Beef, chicken, pork or fish bones with some meat on them
Salt to taste, but you can add it later (I like to add a dash of fish sauce before drinking it)
Apple cider vinegar (lots of recipes call for this, not sure why...perhaps the vinegar extracts more nutrients?)
Organ meat (liver is excellent)
Aromatic herbs (Bay leaves, star anise, peppercorns, YMMV)
Other saved meat juices (i.e. from sous vide anything...I pour the juices into a glass jar and keep it in the fridge all week long...just dump this in with the rest of the ingredients)

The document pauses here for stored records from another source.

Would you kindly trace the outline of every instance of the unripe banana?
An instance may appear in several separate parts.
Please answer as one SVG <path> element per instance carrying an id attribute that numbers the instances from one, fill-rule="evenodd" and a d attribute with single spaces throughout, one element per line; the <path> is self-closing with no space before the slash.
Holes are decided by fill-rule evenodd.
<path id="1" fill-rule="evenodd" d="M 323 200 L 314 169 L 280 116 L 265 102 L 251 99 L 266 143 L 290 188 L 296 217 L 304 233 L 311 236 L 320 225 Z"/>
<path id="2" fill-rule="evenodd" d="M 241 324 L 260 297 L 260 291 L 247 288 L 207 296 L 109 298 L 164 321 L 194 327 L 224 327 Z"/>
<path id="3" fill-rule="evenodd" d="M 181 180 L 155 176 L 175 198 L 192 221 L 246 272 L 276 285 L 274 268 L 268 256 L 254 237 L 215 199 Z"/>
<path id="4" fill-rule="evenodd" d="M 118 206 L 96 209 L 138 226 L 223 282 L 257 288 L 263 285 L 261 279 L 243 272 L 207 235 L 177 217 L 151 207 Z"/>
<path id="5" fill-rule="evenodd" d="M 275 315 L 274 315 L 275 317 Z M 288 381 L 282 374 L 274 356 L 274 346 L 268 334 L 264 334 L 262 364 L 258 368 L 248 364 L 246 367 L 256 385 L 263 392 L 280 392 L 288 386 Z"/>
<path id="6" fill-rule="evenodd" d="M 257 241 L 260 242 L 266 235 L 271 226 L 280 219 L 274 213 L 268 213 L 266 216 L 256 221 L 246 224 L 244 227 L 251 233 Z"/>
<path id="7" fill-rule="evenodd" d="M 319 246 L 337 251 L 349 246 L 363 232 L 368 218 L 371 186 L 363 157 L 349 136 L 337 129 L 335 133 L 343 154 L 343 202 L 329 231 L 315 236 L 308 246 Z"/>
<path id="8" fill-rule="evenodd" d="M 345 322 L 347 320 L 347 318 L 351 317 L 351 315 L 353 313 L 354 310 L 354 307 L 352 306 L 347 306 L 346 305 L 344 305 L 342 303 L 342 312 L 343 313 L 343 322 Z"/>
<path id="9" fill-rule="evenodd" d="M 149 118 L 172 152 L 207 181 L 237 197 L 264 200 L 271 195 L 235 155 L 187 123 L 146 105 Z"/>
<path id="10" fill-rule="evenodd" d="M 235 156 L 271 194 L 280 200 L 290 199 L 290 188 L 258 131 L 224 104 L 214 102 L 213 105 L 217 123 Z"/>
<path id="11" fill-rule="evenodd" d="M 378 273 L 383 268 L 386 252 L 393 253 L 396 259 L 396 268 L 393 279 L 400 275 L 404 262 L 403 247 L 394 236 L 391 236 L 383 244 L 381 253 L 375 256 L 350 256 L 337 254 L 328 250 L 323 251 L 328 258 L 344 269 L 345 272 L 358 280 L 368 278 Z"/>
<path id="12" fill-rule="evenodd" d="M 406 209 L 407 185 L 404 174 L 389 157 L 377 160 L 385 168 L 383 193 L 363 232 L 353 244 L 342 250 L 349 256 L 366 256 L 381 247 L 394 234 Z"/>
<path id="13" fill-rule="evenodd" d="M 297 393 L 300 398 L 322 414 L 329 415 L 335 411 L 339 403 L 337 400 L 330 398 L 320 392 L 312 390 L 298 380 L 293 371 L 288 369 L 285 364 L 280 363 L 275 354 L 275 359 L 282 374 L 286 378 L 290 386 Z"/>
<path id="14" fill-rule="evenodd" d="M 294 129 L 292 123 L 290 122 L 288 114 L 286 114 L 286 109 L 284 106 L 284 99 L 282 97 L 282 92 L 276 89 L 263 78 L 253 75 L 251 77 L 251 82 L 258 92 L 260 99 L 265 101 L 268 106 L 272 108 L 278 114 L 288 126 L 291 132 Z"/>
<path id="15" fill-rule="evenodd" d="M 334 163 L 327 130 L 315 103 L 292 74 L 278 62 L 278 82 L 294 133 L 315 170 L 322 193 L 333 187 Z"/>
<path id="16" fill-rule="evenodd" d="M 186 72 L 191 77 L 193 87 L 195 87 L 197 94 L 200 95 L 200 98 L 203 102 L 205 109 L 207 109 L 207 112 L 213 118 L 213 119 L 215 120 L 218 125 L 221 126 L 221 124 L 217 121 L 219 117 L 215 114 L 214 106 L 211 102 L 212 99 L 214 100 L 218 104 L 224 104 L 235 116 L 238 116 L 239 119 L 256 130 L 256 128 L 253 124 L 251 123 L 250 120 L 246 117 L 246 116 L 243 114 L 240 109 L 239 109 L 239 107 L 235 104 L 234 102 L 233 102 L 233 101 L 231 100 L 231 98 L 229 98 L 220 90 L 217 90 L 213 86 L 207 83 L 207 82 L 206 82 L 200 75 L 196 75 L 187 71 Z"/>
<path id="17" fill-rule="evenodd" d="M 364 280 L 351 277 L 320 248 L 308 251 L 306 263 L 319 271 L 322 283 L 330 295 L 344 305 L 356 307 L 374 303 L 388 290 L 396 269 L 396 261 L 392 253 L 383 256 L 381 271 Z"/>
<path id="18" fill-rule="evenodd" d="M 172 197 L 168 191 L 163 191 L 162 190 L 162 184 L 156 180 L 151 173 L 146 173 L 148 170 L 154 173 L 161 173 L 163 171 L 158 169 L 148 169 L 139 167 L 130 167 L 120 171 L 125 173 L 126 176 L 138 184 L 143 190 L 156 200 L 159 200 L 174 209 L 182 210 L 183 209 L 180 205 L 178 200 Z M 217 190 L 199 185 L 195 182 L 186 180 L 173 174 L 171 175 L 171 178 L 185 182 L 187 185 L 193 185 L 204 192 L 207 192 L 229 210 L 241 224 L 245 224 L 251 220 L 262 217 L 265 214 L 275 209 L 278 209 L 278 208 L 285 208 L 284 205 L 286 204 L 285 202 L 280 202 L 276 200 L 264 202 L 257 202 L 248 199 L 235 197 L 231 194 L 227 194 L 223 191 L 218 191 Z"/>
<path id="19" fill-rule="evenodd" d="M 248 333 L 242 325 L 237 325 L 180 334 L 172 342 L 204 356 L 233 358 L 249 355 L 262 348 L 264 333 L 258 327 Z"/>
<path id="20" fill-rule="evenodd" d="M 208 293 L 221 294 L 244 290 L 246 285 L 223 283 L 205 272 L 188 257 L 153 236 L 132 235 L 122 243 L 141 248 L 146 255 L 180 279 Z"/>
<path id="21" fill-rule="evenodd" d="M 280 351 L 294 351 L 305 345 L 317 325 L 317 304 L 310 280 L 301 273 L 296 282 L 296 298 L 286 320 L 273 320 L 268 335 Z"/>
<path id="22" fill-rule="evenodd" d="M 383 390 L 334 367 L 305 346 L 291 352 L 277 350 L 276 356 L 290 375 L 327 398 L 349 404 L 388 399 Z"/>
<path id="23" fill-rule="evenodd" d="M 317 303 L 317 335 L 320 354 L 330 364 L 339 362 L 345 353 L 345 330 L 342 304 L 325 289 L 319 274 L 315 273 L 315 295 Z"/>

(optional for beef/pork bones) Preheat oven to 200 degrees Celsius, spread bones out on a tray and roast for 45 minutes or so til they get some nice crusties for flavor and darker color. Might work good too for chicken/fish but perhaps less time needed.
Add ingredients to pressure cooker, fill to cover bones (no higher than Max line), pressure cook on high for 40 min - 1.5 hours (depends on the type of bones, but doesn't really hurt to go long). Quick or natural release depending on whether you want to leave it longer.
Sieve the solid material out. I have a large steel bowl on top of which I place a colander. I ladle the large bones into this and drain, then put the material into a large ziploc back to freeze before throwing it out with the burnable garbage. Then pour the remaining broth through the colander. I don't worry about getting all the particles out of the broth myself.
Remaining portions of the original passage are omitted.